Uwielbiam ciasto Banoffee, chociaż sama nazywam je Bananofe, jest wyjątkowo smaczne, proste w zrobieniu i efektowne. Znika w jeden dzień, a domownicy dopytują się czy zrobię je jeszcze.
Będziesz potrzebowała:
- kiść bananów
- 500ml śmietanki 30%
- puszkę masy kajmakowej
- 2 opakowania ciasteczek holenderskich
- 2 łyżki cukru poduru
- pół gorzkiej czekolady
- pół kostki masła
- 2 śmietanfixy (proszek utrzymujący konsystencję bitej śmietany)
- okrągła blacha 22-23cm
Ciasteczka holenderskie to takie okrągłe herbatniki, polane czekoladą z jednej strony. Kruszymy je do miski, i zalewamy wcześniej rozpuszczonym masłem w rondelku. Wszystko blendujemy na gładką masę.

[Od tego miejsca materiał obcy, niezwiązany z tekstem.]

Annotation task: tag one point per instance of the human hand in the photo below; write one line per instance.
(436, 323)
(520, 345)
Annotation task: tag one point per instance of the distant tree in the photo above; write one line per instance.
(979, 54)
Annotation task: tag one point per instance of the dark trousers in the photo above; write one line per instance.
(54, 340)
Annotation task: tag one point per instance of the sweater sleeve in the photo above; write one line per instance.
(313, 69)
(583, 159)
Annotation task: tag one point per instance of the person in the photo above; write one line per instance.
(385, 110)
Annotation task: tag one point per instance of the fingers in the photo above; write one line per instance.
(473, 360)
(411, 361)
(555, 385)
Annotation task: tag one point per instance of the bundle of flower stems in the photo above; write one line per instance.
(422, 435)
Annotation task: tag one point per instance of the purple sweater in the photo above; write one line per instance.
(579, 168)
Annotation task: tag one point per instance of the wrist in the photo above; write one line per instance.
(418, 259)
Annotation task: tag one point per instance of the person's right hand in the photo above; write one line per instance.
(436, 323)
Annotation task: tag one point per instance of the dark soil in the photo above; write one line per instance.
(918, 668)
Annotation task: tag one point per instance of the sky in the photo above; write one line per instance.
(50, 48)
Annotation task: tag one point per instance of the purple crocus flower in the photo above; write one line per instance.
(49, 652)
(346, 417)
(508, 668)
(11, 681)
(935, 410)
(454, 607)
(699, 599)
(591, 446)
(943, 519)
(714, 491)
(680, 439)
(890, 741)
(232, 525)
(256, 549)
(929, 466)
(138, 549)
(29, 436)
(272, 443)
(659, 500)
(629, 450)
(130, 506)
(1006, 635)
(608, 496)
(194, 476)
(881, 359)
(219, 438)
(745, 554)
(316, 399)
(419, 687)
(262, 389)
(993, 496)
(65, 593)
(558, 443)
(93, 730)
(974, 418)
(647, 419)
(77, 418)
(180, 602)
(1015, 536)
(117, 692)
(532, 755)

Ja zawsze blachę wykładam papierem do pieczenia, by uniknąć jej mycia, ale nie musisz tego robić. Zblendowane ciasteczka z masłem wylewam do formy i wkładam do lodówki.
W tym czasie puszkę kajmaku wkładam do miseczki z gorącą wodą, by zmiękła. 500ml śmietanki ubijam na sztywno dodając 2 łyżki cukru pudru i 2 śmietanfixy.
Wyciągam spód z lodówki, rozsmarowuje na nim masę kajmakowa. Układam banany, na to rozsmarowuje śmietankę i trę czekoladę.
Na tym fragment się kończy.